Wednesday, February 2, 2011

WikiLeaks versus the SEC

No, (to my knowledge) Wikileaks hasn't released detailing corruption in the SEC.  Instead, Sherron Watkins, the primary whistleblower in the Enron fraud, weighed in on the SEC's new incentives for whistleblowers.  In a panel discussion about whistleblowers held by the New York State Society of Public Accountants, Watkins said the following (via the PaperTrail):
“I don’t think the SEC’s culture is one that will make this effective one iota,” said Sherron Watkins, a one-time vice president at Enron, referring to expanded protections for whistleblowers included in the Dodd-Frank financial reform law.
If she was in the same situation today as 10 years ago, when Watkins approached government authorities about accounting fraud at Enron, she would probably instead take her information to an organization like WikiLeaks, Watkins said.
Watkins said that she did not believe that the SEC is capable of evaluating and acting on valid tips that involve complicated financial maneuverings. The fallout from ignoring whistleblower Harry Markopoulos, who repeatedly warned the SEC of Bernie Madoff’s multi-billion-dollar Ponzi scheme, but was ignored, still haunts the agency, Watkins said. 

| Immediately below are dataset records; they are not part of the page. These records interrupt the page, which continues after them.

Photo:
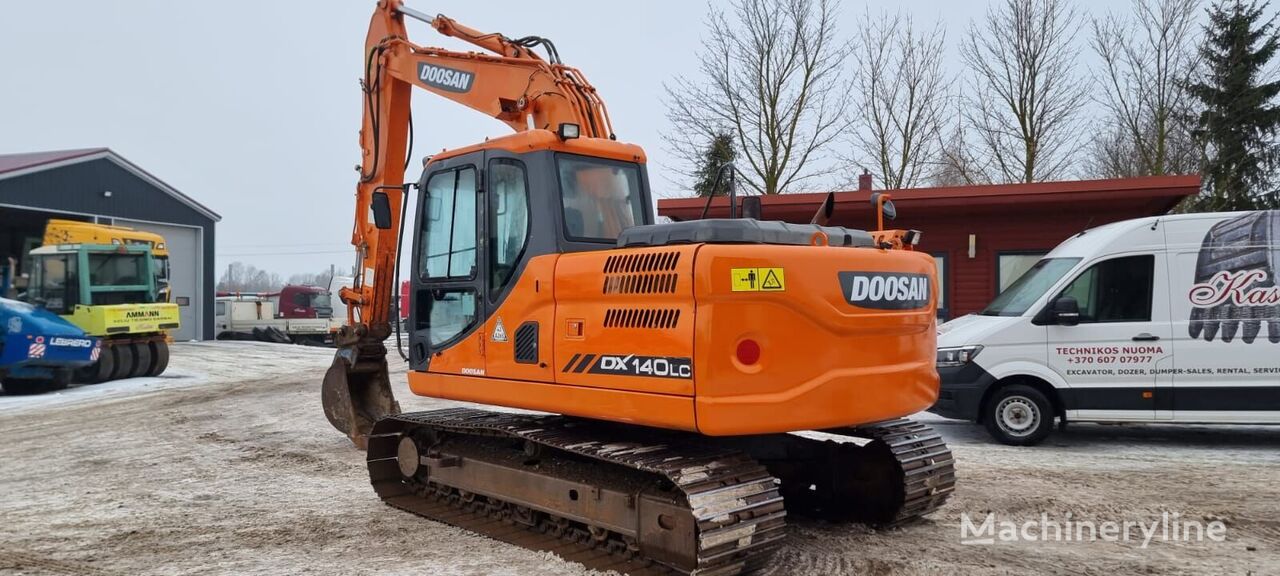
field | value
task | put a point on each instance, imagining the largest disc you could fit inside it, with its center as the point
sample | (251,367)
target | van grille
(645,273)
(641,318)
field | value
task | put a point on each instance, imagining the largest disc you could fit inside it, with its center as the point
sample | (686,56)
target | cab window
(600,197)
(508,220)
(56,287)
(448,238)
(1115,291)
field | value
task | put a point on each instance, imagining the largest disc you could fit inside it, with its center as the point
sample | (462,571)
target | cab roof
(538,140)
(1120,236)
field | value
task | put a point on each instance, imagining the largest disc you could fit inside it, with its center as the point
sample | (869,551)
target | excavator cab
(483,215)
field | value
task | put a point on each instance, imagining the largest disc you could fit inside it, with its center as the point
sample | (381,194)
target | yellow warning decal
(758,279)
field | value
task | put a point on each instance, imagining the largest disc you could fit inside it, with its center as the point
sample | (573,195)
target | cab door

Is this surprising?  Should we expect the SEC to effectively police the economy?  I suppose I see the SEC primarily as a regulator--they protect the economy by putting the right rules and incentive structures in place.  They also work to make sure those rules and incentive structures are enforced/used correctly, however, much of the active policing of the economy needs to be done by other parties (e.g. public accounting firms, credit rating agencies, other assurance providers, journalists, and even the law firms who pursue fraudsters in civil cases).  If we expect the SEC to be able to actively and effectively police fraud, we probably need to start by significantly increasing funding for the agency.  The way things currently stand, the SEC is way too underfunded to be our primary watchdog.

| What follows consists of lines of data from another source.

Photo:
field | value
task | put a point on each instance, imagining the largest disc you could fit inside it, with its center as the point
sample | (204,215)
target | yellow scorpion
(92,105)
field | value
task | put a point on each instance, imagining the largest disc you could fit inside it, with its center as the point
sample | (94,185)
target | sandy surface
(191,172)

However, I am okay with the SEC embracing the role of a regulator, and minimizing the role of the agency as a watchdog.  I am okay with whistleblowers preferring to turn to WikiLeaks, auditors, journalists, and other outlets, as I believe that those outlets can be an effective fraud deterrent, given the right regulatory structure.  So I suppose, in sum, I see Watkins' comments as less of an indictment of the SEC and more as a indicator that we might be moving in the right direction with the advent of new fraud deterrence mechanisms like WikiLeaks.